Overall, Hispanic women are the most likely to use makeup. The number hovers around 86 percent across all age groups. "I think it relates to a cultural point of view about femininity and dressing up," Grant said.
Among white women 18-34, 85 percent wear makeup, but that decreases to 77 percent of women 55 and older. Conversely, older Asian women — 85 percent — say they wear makeup vs. 82 percent of the younger group.
Younger black women, at 61 percent, were the least likely to wear makeup, while 71 percent of black women older than 55 reported wearing it.
There was a similar pattern in skin care, Grant said.
Less than 20 percent of black women said they used anti-aging facial products.
"It's not that they always age well, they just age differently," Grant said. "You're more likely to see moles or blotchiness than lines and wrinkles."
*Companies strive to offer perfect match*
 Direct-to-consumer sellers Mary Kay and Avon do well with black women because this way of selling provides an opportunity to see the brands' full range of colors and products instead of a limited group pre-selected by a retailer.
Poll participants were asked, "Who offers products for someone like me?" A name that showed up in the top 10 in makeup across almost all ethnic groups was Bare Escentuals.

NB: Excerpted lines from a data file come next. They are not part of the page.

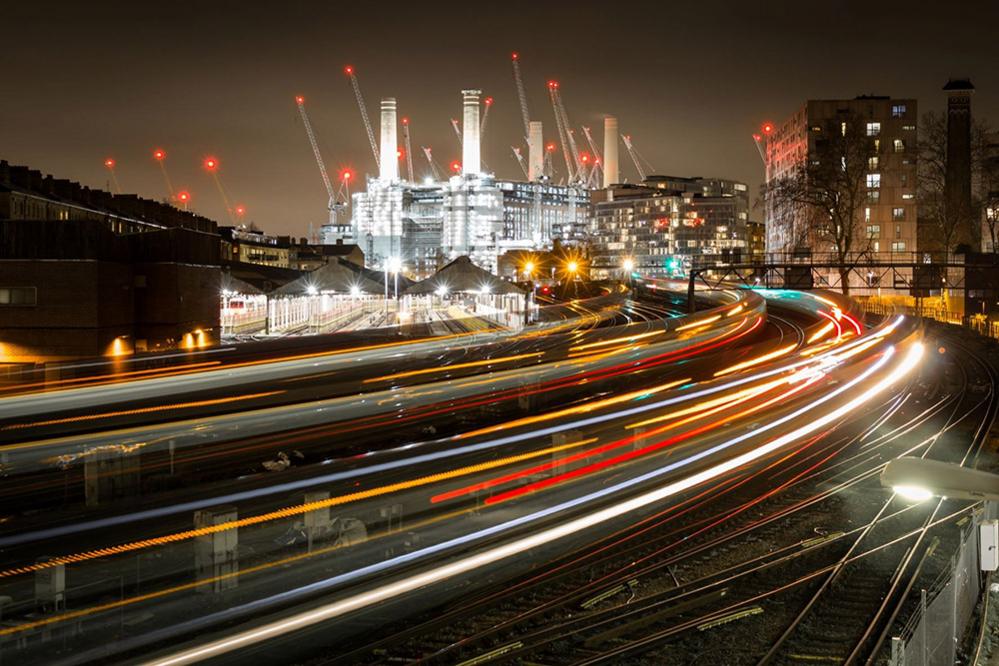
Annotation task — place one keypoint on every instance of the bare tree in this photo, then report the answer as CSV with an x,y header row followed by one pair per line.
x,y
942,218
824,197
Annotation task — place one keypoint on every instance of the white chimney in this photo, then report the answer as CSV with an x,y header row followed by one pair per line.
x,y
535,152
611,175
470,150
389,161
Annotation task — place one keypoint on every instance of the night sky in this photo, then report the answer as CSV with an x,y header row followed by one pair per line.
x,y
689,81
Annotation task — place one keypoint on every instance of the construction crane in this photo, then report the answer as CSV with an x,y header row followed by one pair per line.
x,y
408,149
160,156
109,164
636,157
349,70
488,103
597,158
434,169
562,131
580,167
520,160
523,97
334,206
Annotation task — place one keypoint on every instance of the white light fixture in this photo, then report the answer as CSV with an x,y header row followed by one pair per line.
x,y
913,493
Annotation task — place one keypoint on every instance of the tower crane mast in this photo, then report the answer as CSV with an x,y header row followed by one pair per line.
x,y
333,205
349,70
409,148
522,95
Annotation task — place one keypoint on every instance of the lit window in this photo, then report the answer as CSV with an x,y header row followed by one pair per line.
x,y
18,296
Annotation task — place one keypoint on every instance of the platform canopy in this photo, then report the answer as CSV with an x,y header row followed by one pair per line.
x,y
461,276
333,277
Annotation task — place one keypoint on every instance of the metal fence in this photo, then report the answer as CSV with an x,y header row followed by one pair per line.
x,y
933,635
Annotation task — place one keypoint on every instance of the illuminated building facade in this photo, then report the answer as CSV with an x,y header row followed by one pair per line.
x,y
668,223
888,228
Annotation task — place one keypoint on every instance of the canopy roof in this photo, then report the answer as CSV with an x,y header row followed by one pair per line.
x,y
462,276
335,276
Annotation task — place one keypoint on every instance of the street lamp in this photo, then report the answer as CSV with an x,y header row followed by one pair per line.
x,y
628,265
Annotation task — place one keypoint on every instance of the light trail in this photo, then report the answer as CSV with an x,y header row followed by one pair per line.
x,y
466,564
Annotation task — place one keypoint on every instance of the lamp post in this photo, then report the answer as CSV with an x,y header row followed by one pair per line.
x,y
918,479
628,265
529,274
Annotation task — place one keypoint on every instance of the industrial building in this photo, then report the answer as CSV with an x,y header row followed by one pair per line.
x,y
424,226
668,223
87,273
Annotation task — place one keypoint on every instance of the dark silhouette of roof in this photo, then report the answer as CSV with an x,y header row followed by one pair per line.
x,y
462,276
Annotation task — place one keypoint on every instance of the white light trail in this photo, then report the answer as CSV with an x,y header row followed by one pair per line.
x,y
466,564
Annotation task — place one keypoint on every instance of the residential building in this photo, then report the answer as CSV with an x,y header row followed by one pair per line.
x,y
888,227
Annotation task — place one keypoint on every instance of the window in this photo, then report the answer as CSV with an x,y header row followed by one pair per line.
x,y
18,296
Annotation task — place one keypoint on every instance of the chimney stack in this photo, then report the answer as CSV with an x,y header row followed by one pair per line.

Otherwise, black women chose Fashion Fair and *MAC* as their top two, Asian women Shiseido and *MAC*, and white and Hispanic women both said CoverGirl and Maybelline.
It's become an increasingly conscious decision at Bare Escentuals to offer products that work for women of all skin types, according to Staci Wilson, senior vice president of brand awareness, who noted that three darker shades of foundation were introduced last year with black women in mind.
The company is paying attention to the lightness and darkness of its color cosmetics, too. For example, there are 10 shades of a plum lipstick to complement the fairest skin to the darkest skin, Wilson said. And the packaging for a new collection of lip glosses features women of all different races.
Also, major mass cosmetics companies such as CoverGirl and Revlon have made an effort to include models of different skin tones in their advertising. For celebrity spokeswomen, Revlon has Halle Berry, Eva Mendes, Kate Bosworth and Susan Sarandon and CoverGirl has Keri Russell and Queen Latifah.
Latifah recently launched her own collection under the CoverGirl umbrella that does target dark-skinned women. It was tested in 18 markets, mostly the country's biggest cities, but it's been so successful that it recently was distributed nationwide — including suburban and more rural areas.
However, NPD's Grant added, there isn't much in the way of consumer loyalty when you look at beauty habits. For example, in prestige skin care, products on the counter over one year decline in sales almost as fast as new launches are adding sales volume to the category.
"Women try a whole bunch, especially anything new. . . . People will try just about anything if they think it will make them look better. Hello, Botox?! (It's) actually one of the most poisonous naturally occurring substances in the world. The quest for the fountain of youth has never ended."


----------



## Artemis (Feb 13, 2007)

I'm biracial and I love make up. I have noticed that hispanic women do tend to wear make up the most as well as older asian women. I never really though of this before. that article was pretty interesting.


----------



## MiCHiE (Feb 13, 2007)

I'm black. I love color. I love eyeshadow but, besides black women here, I rarely see women like me IRL wearing makeup. I've even heard women say, "When I wanna spice it up, I put on mascara and lip gloss..."!!!! WTH??!? In that case, I'm spiced up every day, LOL. 

Even when I see women in dept. stores or at counters, they're looking at blushes or face powders and I hardly ever see them wearing bold colors on their lids. It's always browns or golds. My mom and sister didn't even wear eyeshadows unless they were going out. I wear different colors everyday. 

I think black women rely on natural beauty and see wearing makeup as "caking yourself up", not enhancing your look. I would love to see us not shy away from color and relying on genes to keep us looking good.


----------



## saniyairshad (Feb 13, 2007)

Quote:

   Originally Posted by *♥MiCHiE♥* 

 
_I'm black. I love color. I love eyeshadow but, besides black women here, I rarely see women like me IRL wearing makeup. I've even heard women say, "When I wanna spice it up, I put on mascara and lip gloss..."!!!! WTH??!? In that case, I'm spiced up every day, LOL. 

Even when I see women in dept. stores or at counters, they're looking at blushes or face powders and I hardly ever see them wearing bold colors on their lids. It's always browns or golds. My mom and sister didn't even wear eyeshadows unless they were going out. I wear different colors everyday. 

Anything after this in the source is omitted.